Jones has right idea for Cowboys
Owner shying away from Manziel is the correct move for team happy with its QB
IRVING, Texas -- In the past, Dallas Cowboys owner/general manager Jerry Jones has been known to lie about the team's draft plans when queried.
This isn't one of those times.
Johnny Manziel -- Johnny Football, if you prefer -- might be headed any number of places Thursday during the first round of the NFL draft, but Dallas isn't one of them.
You should be thrilled. Ecstatic. Overjoyed. Jerry the GM appears to be acting like, well, a GM.
Perhaps he has ended his obsession with shiny baubles such as Terrell Owens. Maybe he understands smart, safe drafting is the best way to build a sustained winner.
Now, maybe y'all -- you know who you are -- will give up on this ridiculous notion regarding Johnny Football wearing a blue star on the side of his helmet.
Manziel might wind up being a terrific quarterback, but the Cowboys simply don't need him. Picking Manziel would be the dumbest move the Cowboys could make on draft day, especially since Jerry said Tuesday that quarterback is the strongest position on the team.
Tony Romo's six-year, $108 million extension kicks in this season. Moving Romo in the first three years of this contract would devastate the Cowboys' salary cap, so Romo is going to be your guy for the next few years.

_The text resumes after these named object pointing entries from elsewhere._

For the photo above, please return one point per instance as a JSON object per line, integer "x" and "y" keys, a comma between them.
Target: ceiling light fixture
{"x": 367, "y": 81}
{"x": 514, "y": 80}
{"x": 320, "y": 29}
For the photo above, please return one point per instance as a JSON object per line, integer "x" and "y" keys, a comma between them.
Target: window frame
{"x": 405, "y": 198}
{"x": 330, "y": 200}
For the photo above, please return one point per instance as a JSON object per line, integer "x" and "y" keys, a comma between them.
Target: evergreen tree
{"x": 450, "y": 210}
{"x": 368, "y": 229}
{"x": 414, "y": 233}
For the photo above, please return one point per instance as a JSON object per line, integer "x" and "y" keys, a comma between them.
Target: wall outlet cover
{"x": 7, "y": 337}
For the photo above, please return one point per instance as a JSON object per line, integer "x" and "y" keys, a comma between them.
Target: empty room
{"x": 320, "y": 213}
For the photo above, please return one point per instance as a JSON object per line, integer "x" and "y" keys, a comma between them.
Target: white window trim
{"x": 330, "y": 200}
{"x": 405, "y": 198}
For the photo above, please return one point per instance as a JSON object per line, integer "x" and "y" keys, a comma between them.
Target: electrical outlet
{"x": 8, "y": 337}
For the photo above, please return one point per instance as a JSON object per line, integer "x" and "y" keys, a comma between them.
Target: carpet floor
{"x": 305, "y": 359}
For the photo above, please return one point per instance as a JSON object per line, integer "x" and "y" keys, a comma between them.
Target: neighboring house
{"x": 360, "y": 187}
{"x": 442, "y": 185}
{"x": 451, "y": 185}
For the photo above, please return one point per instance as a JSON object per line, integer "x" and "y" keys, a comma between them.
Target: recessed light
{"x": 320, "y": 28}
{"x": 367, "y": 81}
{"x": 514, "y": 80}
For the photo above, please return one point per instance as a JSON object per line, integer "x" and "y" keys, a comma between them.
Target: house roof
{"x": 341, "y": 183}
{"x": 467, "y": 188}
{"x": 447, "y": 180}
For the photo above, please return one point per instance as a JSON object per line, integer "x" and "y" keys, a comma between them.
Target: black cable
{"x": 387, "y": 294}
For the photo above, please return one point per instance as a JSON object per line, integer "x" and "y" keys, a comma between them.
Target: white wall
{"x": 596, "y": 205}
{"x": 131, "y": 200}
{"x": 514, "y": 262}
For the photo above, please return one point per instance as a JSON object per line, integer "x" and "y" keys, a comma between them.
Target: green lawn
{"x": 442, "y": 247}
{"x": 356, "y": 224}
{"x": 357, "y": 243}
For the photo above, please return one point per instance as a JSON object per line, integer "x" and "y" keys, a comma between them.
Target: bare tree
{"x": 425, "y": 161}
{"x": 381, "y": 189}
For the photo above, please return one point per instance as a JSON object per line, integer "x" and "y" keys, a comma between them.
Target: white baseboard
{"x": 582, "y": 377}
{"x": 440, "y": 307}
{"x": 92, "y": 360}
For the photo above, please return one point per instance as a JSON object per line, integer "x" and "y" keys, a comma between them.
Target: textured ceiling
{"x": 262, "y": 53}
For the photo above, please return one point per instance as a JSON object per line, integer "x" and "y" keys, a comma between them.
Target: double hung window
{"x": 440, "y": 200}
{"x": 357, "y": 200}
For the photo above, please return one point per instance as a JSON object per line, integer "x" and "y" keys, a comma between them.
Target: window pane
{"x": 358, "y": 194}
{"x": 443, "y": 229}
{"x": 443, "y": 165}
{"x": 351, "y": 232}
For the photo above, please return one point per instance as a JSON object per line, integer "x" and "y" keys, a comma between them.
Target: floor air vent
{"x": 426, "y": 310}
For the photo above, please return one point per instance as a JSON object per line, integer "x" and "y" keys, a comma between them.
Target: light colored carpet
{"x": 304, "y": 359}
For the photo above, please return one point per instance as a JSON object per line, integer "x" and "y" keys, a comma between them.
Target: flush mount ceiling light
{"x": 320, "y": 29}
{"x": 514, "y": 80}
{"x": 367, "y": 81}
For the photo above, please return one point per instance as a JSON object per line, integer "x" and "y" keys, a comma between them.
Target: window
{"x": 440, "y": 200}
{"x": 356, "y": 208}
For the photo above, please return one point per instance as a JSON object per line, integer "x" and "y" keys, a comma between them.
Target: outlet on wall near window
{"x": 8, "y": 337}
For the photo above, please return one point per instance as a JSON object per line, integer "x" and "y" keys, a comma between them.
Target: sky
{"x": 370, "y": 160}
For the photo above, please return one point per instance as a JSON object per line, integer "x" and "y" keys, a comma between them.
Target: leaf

This team has too many holes to draft a player who's going to sit for several years. Besides, Manziel isn't Andrew Luck. We have no idea whether Manziel is going to be a star, a scrub or something in between.
Understand, the Cowboys would love to have Manziel available when it's their turn to pick at 16 because it would open up a plethora of trade possibilities.
Moving down and acquiring more picks from a team all hot and bothered over Manziel would help the franchise considerably more than drafting the former Texas A&M quarterback.
We can't be sure until Thursday, but Jerry sure is saying all the right things.
"We would not, in any way, speculate about any player, but I will go as far to say it is not our primary goal in the first round to be looking at a quarterback," Jerry said when asked if the Cowboys would consider taking Manziel in the first round.
"We've got a good one. That's not a primary need for us. You've gotta think if tremendous talent starts getting near you, then all kinds of options come there and that gives us an opportunity to help our team better than stacking them up at quarterback."
The Cowboys don't feel compelled to add Romo's eventual successor to the roster because they believe the 34-year-old can still play at a high level for several more seasons.
They must. No good alternatives exist.
Romo, who has had back surgery each of the past two offseasons, took part in on-field workouts Tuesday for the first time since his surgery.
The Cowboys say they believe Romo can play into his late 30s because his body hasn't taken the pounding of most quarterbacks his age since he held a clipboard early in his career.
Still, Jerry and Jason Garrett must have some apprehension because the backup quarterback situation is in complete disarray.
Kyle Orton doesn't want to play, and he's not interested in returning a prorated portion of the $5 million signing bonus he received when he signed with the Cowboys.
Orton isn't participating in the offseason program, and you shouldn't expect him to play this season no matter what Garrett and Jerry say.
The Cowboys have drafted five quarterbacks in the 25 years Jerry has owned the team. Quincy Carter (2001) and Stephen McGee (2009) are the only quarterbacks the Cowboys have drafted in the new millennium.
You can stop waiting, complaining and hoping the Cowboys will use a draft pick to add Romo's eventual successor to the roster. Of the 32 primary starting quarterbacks last season, Romo and New England's Tom Brady were the only starters selected after the third round.
You're fooling yourself if you think you can find Romo's replacement at the back of the draft.
The Cowboys aren't using a premium draft pick on Romo's successor, whether it's Manziel or any other promising prospect, until Romo has told them he's ready to go home and spend his days hanging with Candace and the kids.